When I visited my sister in Kansas the week before last, we went to services at a synagogue she was thinking of joining. I met a women there who ran a book group that focused mainly on books with Jewish themes.
"Are there any Jewish themes in your writing?" she asked.
"No," I said. "But I don't know why not."
If I'm supposed to write what I know, shouldn't I be writing... Jewish?
What are my stories? I am not a product of Ashkenazi Montreal in it's heyday - that incubator of Jewish literature. I am a transplanted Israeli, who came of age and happily assimilated in Canada. I can't (or won't) throw around "Bubbie" and "Zaidi" with any authenticity, and I don't want to be writing some kind of Jewish schtick. (Which, when I tried to read Goy Crazy on the recommendation of a friend, found that I couldn't choke down the first page. Sorry.)
So far, I have worked on chick-lit, YA, mystery and short stories. There is nothing overtly Jewish about any of the writing I've completed, and it would be far-fetched to say there are any "hidden" Jewish themes.
I don't want to create grotesque stereotypes, but I don't want to create two-dimensional Jews either. (In this 2003 article by Kera Bolonik , Grace from Will & Grace is lauded as a positive Jewish character on TV, but I had no idea the character was Jewish till the words "bat mitzvah" flew out of her mouth one day. I see Bolonik's point, but I always found Grace's Judaism superficial.)

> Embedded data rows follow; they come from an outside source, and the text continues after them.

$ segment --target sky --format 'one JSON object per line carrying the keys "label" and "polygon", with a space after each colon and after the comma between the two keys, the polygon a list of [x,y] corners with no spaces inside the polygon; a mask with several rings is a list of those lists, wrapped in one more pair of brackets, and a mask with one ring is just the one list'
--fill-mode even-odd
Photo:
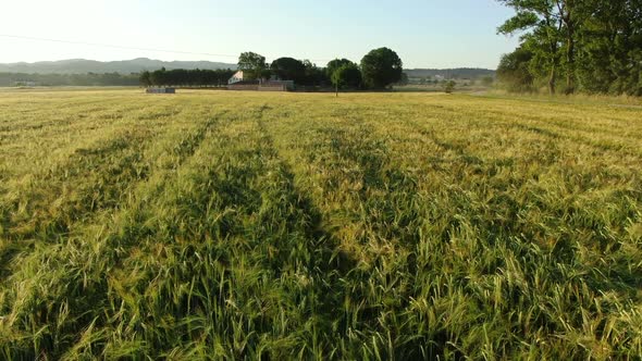
{"label": "sky", "polygon": [[406,69],[495,69],[518,43],[496,34],[513,12],[495,0],[2,0],[0,14],[0,63],[254,51],[324,66],[388,47]]}

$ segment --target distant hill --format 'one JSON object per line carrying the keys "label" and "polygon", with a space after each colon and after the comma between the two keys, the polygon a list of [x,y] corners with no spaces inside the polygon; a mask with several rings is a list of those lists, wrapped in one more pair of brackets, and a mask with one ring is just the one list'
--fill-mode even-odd
{"label": "distant hill", "polygon": [[450,79],[474,79],[482,76],[495,76],[495,71],[490,69],[457,67],[457,69],[407,69],[404,73],[410,78],[443,76]]}
{"label": "distant hill", "polygon": [[236,69],[236,64],[218,63],[210,61],[160,61],[147,58],[133,60],[100,62],[85,59],[71,59],[60,61],[44,61],[36,63],[0,64],[0,73],[28,73],[28,74],[86,74],[86,73],[139,73],[141,71],[155,71],[161,67],[172,69]]}

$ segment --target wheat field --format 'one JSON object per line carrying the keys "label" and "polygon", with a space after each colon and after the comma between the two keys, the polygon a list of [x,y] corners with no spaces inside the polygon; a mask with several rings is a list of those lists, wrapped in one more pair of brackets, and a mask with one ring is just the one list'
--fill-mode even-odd
{"label": "wheat field", "polygon": [[0,359],[642,357],[642,107],[0,92]]}

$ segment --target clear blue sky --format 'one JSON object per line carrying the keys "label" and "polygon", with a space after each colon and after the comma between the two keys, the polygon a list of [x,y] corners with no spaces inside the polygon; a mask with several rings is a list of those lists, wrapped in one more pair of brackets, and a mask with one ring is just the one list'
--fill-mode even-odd
{"label": "clear blue sky", "polygon": [[0,62],[145,57],[235,63],[250,50],[268,60],[288,55],[324,65],[337,57],[359,61],[385,46],[407,69],[494,69],[517,46],[517,38],[496,34],[513,13],[495,0],[3,0],[0,12],[0,35],[193,52],[0,36]]}

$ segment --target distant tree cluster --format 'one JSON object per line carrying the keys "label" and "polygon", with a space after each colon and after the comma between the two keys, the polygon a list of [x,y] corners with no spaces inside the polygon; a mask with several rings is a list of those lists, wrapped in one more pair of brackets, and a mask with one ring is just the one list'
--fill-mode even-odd
{"label": "distant tree cluster", "polygon": [[165,70],[164,67],[153,72],[143,72],[139,82],[143,86],[189,86],[208,87],[227,84],[227,79],[234,75],[233,70]]}
{"label": "distant tree cluster", "polygon": [[138,74],[25,74],[0,73],[0,86],[20,86],[34,83],[38,86],[136,86]]}
{"label": "distant tree cluster", "polygon": [[521,34],[497,70],[509,90],[642,96],[642,0],[497,1],[516,11],[498,32]]}
{"label": "distant tree cluster", "polygon": [[384,89],[407,80],[403,62],[391,49],[380,48],[369,52],[357,64],[347,59],[335,59],[325,67],[318,67],[309,60],[279,58],[271,64],[266,57],[244,52],[238,58],[238,69],[247,79],[277,78],[294,80],[299,86],[333,85],[341,89]]}

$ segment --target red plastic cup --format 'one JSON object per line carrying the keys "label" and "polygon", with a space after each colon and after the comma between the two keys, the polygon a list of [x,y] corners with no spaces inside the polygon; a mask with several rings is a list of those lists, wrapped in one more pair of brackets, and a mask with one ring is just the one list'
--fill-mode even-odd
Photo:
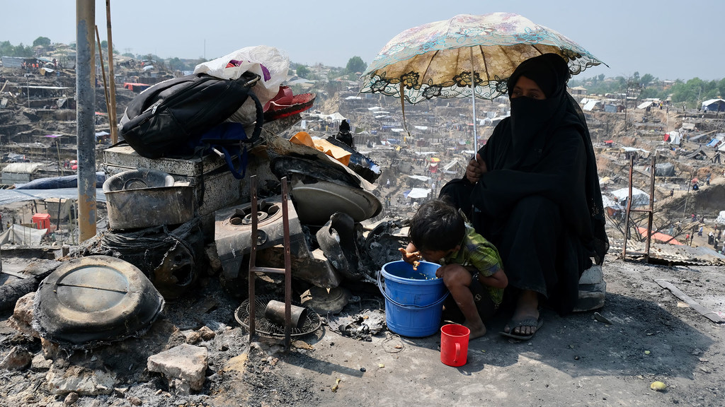
{"label": "red plastic cup", "polygon": [[470,336],[471,330],[463,325],[448,324],[441,327],[441,361],[452,366],[465,364]]}

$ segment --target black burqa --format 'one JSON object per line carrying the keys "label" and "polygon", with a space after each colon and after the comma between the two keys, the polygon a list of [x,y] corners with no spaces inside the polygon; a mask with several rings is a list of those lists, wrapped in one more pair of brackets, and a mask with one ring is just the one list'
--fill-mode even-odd
{"label": "black burqa", "polygon": [[473,205],[470,219],[498,248],[510,288],[536,291],[563,314],[591,258],[601,264],[608,248],[596,159],[566,92],[564,59],[547,54],[521,63],[508,81],[510,97],[521,76],[546,98],[511,98],[511,116],[478,151],[487,172],[476,185],[452,182],[441,195]]}

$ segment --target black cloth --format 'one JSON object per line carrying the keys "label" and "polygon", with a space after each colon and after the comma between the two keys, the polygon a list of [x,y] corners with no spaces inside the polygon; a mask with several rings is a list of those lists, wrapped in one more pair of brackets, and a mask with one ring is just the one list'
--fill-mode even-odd
{"label": "black cloth", "polygon": [[508,81],[510,96],[521,76],[546,98],[512,98],[511,117],[478,151],[487,172],[474,186],[458,182],[442,194],[465,206],[470,190],[470,219],[499,249],[509,287],[536,291],[564,314],[590,258],[601,264],[608,248],[596,158],[584,114],[566,93],[564,60],[524,62]]}
{"label": "black cloth", "polygon": [[345,144],[347,144],[348,146],[349,146],[353,148],[355,148],[355,147],[352,142],[352,133],[349,132],[348,133],[338,132],[338,133],[335,135],[335,138],[339,140],[340,141],[344,143]]}

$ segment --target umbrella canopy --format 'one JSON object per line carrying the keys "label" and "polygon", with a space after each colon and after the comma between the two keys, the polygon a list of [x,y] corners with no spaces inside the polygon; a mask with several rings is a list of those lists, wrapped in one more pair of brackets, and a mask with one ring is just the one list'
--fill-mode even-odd
{"label": "umbrella canopy", "polygon": [[471,63],[478,97],[506,92],[506,80],[522,62],[543,54],[562,56],[572,74],[602,62],[559,33],[513,13],[458,14],[396,35],[362,74],[361,93],[401,97],[411,104],[471,95]]}
{"label": "umbrella canopy", "polygon": [[[476,97],[505,93],[506,80],[519,64],[548,53],[563,56],[572,74],[602,63],[569,38],[521,15],[458,14],[390,40],[360,77],[360,91],[411,104],[472,97],[475,123]],[[475,125],[473,135],[477,147]]]}

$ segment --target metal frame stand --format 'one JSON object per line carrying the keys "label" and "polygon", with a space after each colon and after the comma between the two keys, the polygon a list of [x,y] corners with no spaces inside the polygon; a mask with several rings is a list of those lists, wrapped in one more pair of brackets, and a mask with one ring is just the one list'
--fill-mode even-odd
{"label": "metal frame stand", "polygon": [[[627,256],[627,238],[629,235],[629,214],[631,212],[644,212],[647,214],[647,239],[645,240],[645,260],[650,261],[650,243],[652,241],[652,220],[655,213],[655,156],[652,156],[652,163],[650,164],[650,206],[646,209],[632,209],[632,171],[634,168],[634,157],[629,158],[629,195],[627,197],[626,222],[624,225],[624,245],[622,248],[622,258]],[[637,231],[639,233],[639,231]]]}
{"label": "metal frame stand", "polygon": [[287,177],[284,177],[282,181],[282,222],[284,227],[284,268],[273,267],[258,267],[255,264],[257,261],[257,175],[249,177],[249,188],[252,195],[252,244],[249,251],[249,343],[252,343],[252,337],[254,336],[254,313],[255,313],[255,295],[254,295],[254,280],[257,273],[270,273],[284,274],[284,348],[289,350],[291,343],[292,333],[292,269],[291,259],[289,251],[289,214],[288,212],[287,201]]}

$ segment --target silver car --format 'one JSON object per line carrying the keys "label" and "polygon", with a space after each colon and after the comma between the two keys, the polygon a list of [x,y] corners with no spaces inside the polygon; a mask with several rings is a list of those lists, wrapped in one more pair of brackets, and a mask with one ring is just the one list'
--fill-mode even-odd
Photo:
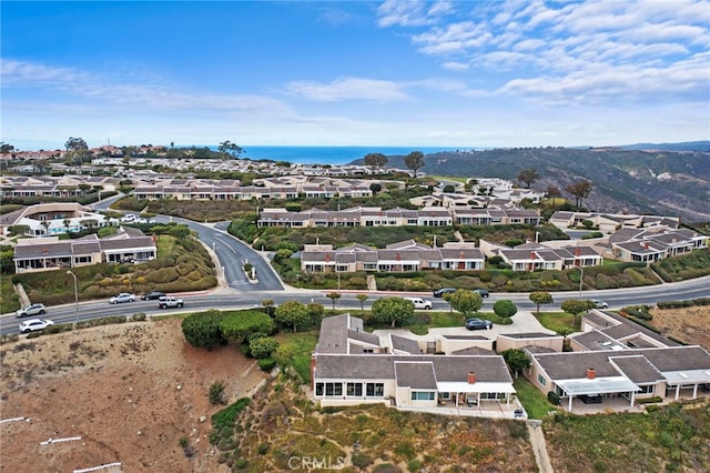
{"label": "silver car", "polygon": [[109,303],[118,304],[121,302],[133,302],[133,301],[135,301],[135,295],[131,294],[130,292],[122,292],[119,295],[114,295],[113,298],[111,298],[109,300]]}
{"label": "silver car", "polygon": [[31,304],[14,313],[16,316],[43,315],[47,312],[44,304]]}
{"label": "silver car", "polygon": [[19,325],[20,333],[37,332],[38,330],[44,330],[50,325],[54,325],[51,320],[44,319],[30,319],[26,320]]}

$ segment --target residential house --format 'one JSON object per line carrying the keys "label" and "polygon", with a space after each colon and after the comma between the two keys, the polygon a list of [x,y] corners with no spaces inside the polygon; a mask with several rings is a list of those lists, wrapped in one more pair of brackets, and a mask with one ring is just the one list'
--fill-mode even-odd
{"label": "residential house", "polygon": [[311,361],[313,397],[321,405],[384,403],[436,412],[442,404],[491,404],[513,416],[515,388],[503,356],[417,354],[416,343],[396,335],[388,352],[374,348],[376,335],[362,342],[362,321],[349,314],[323,320]]}
{"label": "residential house", "polygon": [[584,332],[570,340],[574,352],[527,350],[526,376],[542,393],[556,392],[571,411],[575,400],[639,397],[678,400],[708,396],[710,353],[681,346],[622,316],[598,310],[582,319]]}
{"label": "residential house", "polygon": [[99,239],[90,234],[75,240],[58,236],[20,239],[14,246],[17,273],[77,268],[101,262],[150,261],[158,254],[151,236],[138,229],[122,229],[116,235]]}

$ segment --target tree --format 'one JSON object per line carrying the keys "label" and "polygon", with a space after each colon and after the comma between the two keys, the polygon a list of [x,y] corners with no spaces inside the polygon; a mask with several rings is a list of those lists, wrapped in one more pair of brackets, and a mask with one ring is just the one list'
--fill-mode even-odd
{"label": "tree", "polygon": [[404,163],[414,172],[414,177],[417,177],[417,170],[424,168],[424,153],[422,151],[412,151],[404,159]]}
{"label": "tree", "polygon": [[0,141],[0,154],[10,154],[12,151],[14,151],[12,144]]}
{"label": "tree", "polygon": [[501,299],[493,304],[493,311],[501,318],[511,318],[518,313],[518,308],[507,299]]}
{"label": "tree", "polygon": [[518,378],[521,370],[530,368],[530,358],[523,350],[508,349],[501,355],[515,378]]}
{"label": "tree", "polygon": [[254,333],[272,333],[274,321],[262,311],[243,311],[224,315],[220,329],[226,339],[242,343]]}
{"label": "tree", "polygon": [[579,208],[581,207],[582,201],[587,199],[591,192],[591,182],[577,181],[574,184],[567,185],[565,190],[575,197],[575,205]]}
{"label": "tree", "polygon": [[552,198],[552,209],[555,209],[555,198],[561,197],[562,191],[557,185],[548,185],[545,193],[548,198]]}
{"label": "tree", "polygon": [[271,336],[261,336],[248,342],[248,351],[257,360],[271,356],[278,349],[278,342]]}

Howard Engel's detective, Benny Cooperman, on the other hand, believably goes to his aging parents' house for Shabbat dinner, and reads like an authentically-drawn character whose Judaism is a fully integrated part of him.
As I've worked on this post I wonder if my problem is with my protagonist's name. If she is Jewish, then I've given her an Ashkenazi name: Mara Liefe. This means that I've set myself up for writing out of ignorance (or relying on popular representations of Ashkenazi culture to a large degree). Giving her a Sephardi or Mizrahi last name might allow me to create a more realistic Jewish protagonist - I could truly write what I know.
For now, as I revise structure and plot, this is a moot point, but soon Mara will have to leap off the page and into an agent's (or publisher's) heart. I will need to figure out whether writing Mara Jewish will make her a stronger character - or me a better writer.